Alabama DOC Aims to Silence Illicit Cell Phones

ELMORE COUNTY, Ala. — Alabama’s Draper, Elmore and Staton correctional facilities, all located in Elmore County, may soon receive managed-access systems aimed at blocking signals to contraband cell phones. The systems would render illicit cell phones useless within prison walls and are projected to cost the Alabama Department of Corrections (DOC) an estimated $2 million. An already proposed expansion of the program to four additional prisons — Fountain, Bibb, St. Clair and Donaldson — would bump that figure to $4 million.

Instead of simply using cell phone detection technology, the newly appointed DOC Commissioner Jeff Dunn hopes the managed-access system will interrupt all illicit cell phone activity. It differs from jamming by allowing all calls to, from recognized and approved devices and blocking all communications (including texts and Internet activities) from unrecognized devices.

Illegal cell phones are hot commodities in correctional facilities. The devices are generally thrown over fences or smuggled in by friends and family members. However, correctional officers who choose to participate in trafficking the devices can earn hundreds of dollars. The devices are then often used to incite violence, plan additional crimes and extort money from the family members of targeted inmates. However, they have also been used to plan inmate protests and have allowed inmates to speak with members of the media.

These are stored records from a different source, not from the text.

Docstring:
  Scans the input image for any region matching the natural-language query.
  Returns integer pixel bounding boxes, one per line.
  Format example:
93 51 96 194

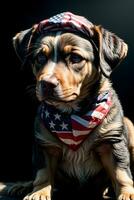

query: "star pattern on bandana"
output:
60 122 68 130
45 109 50 118
49 13 65 24
54 113 61 120
41 107 69 132
49 121 55 129
40 105 72 133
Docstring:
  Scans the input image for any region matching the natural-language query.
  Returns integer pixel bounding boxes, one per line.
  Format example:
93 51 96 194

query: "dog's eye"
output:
37 52 47 65
70 53 83 63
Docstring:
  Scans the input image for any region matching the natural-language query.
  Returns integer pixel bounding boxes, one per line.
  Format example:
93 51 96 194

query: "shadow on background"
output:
0 0 134 195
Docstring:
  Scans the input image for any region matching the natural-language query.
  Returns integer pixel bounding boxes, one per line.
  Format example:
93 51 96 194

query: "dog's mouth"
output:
36 81 79 103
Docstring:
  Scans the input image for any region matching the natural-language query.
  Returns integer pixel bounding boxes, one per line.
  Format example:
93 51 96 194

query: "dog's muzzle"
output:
40 76 59 96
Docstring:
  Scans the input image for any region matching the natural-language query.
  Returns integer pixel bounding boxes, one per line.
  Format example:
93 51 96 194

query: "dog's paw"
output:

Dunn requested the $4 million necessary to implement the program from the state legislature earlier this month. He asked for roughly $494 million total for 2016, an increase of $36 million over the current year. This budget increase would be dedicated to financing additional security staff, enhancing employee benefits and improving community corrections. In his request, Dunn also cautioned against any budget cuts that could force the DOC to close facilities and exacerbate overcrowding — moves that could put the state at greater risk for federal action.

While Alabama prisons do not keep records of the contraband cell phones collected, Steve Brown, chief of staff for the DOC, told earlier this month that the agency recently donated 1,400 confiscated devices to a state domestic violence program. Those cell phones had been collected in less than one year, according to Brown.

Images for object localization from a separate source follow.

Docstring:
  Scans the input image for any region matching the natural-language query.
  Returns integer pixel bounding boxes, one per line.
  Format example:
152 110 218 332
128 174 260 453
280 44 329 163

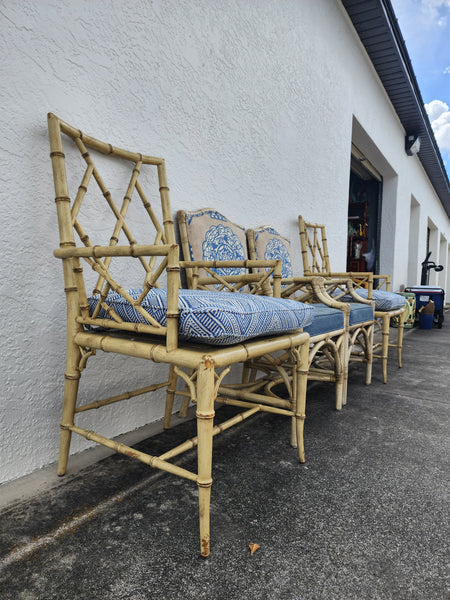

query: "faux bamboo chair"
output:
48 114 312 558
177 209 363 410
246 225 375 400
298 216 406 383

Managed access systems are beginning to catch fire, and have already been installed in correctional facilities in Maryland. Mississippi became the first state in the nation to adopt the technology in 2010.

In March, a cell phone image taken by inmates depicting violence and threats against a fellow inmate in the Burruss Correctional Training Center in Forsyth, Ga., made headlines, showing the need for wider use of cell phone detection and blocking technology. Although Georgia correctional officials declined to comment on specifics, they did confirm the incident is under investigation.